Demonstrating the diversity of the range of applications of the technology, Kim Jackson and Zach LeBeau took their marriage vows to a blockchain late last year. Since they were not certain if the contract is legally binding, they are also planning on a more traditional marriage. The evolution of the technology is relentless. Not only are use cases becoming interesting, but some developers are looking at parallel blockchains and sidechains that eliminate dependence on a single blockchain while improving scalability.
This only goes to show that the innovation around this technology is already boiling over – but banks and their employees are largely unable to comprehend how it will disrupt traditional trade technology and processes such as payments and remittances, clearing, settlements and reconciliation, regulatory reporting, assets and claims tracking and countless others that are core to their business.
Paving the way for blockchain
In such a landscape, where the technology appears to be here-there-and-everywhere, what is a financial services organisation to do? A good starting place is in engaging employees with the technology. For example, how about giving them a small portion of their salaries in a crypto currency that is accepted at the office cafeteria? We’ve seen our own employees’ interest in crypto currencies and blockchains improve significantly since launching CoinWatch, a free app that gives them up-to-the-minute exchange rates against major currencies. Such hands on understanding will go a long way in demystifying the technology and prepping organisational cultures for the change that is coming.
It’s also important to ensure senior management teams understand how blockchains work and how they can be used in their business to ensure they are fully on board and are prepared to advocate its use to others. We’ve been giving live demonstrations of blockchains in action and the way they can be applied in telematics at our innovation lab in London. This has really improved understanding of the value that it can deliver and helped many of our customers to build a solid business case for its adoption.

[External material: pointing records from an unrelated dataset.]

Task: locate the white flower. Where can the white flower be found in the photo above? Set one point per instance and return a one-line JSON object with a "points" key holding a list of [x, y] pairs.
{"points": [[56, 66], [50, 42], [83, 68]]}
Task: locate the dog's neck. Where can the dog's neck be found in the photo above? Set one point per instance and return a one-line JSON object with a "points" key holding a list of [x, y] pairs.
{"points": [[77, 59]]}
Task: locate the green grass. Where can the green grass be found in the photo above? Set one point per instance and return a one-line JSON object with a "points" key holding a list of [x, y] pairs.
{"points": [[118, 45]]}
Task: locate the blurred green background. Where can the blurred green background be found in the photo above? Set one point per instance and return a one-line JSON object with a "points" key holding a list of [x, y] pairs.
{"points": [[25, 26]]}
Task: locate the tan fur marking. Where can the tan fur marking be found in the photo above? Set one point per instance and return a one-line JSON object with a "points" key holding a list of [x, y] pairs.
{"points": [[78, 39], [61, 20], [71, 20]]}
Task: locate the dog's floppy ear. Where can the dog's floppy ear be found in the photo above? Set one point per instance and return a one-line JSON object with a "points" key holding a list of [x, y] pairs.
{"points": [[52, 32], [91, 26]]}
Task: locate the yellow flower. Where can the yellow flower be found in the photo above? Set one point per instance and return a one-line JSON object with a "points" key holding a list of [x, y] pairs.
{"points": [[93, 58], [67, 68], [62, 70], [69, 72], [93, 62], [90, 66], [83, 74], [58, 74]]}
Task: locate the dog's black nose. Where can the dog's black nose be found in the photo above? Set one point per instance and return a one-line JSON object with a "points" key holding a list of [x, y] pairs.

Many of the biggest banks are already making investments in blockchain technology, developing proof of concepts and prototypes. For example, The Bank of England has announced its own private cryptocurrency called RSCoins. RSCoins has a degree of centralisation and every unit of the currency is created by a central bank – a fact that may appeal to governments. China’s National Bank, Deutsche Bank, DBS, SCB, UBS, Barclays and Santander are all exploring public, private and hybrid blockchain. Santander has estimated it can reduce infrastructure costs by up to US$20 billion a year using the technology.
There is clearly increasing investment in blockchain – but not enough to suggest that we have reached a major inflection point in Fintech. This is alarming; financial services firms cannot afford to be slow in examining the potential of such a radical game-changer. We’ve seen in the past that those that are slow to adapt to new technology trends can quickly lose their competitive edge, so today’s market leaders simply cannot sit back and do nothing as a new generation of start-ups steal the march on their market share. There is no time like the present; it’s time for financial services to start taking blockchain seriously.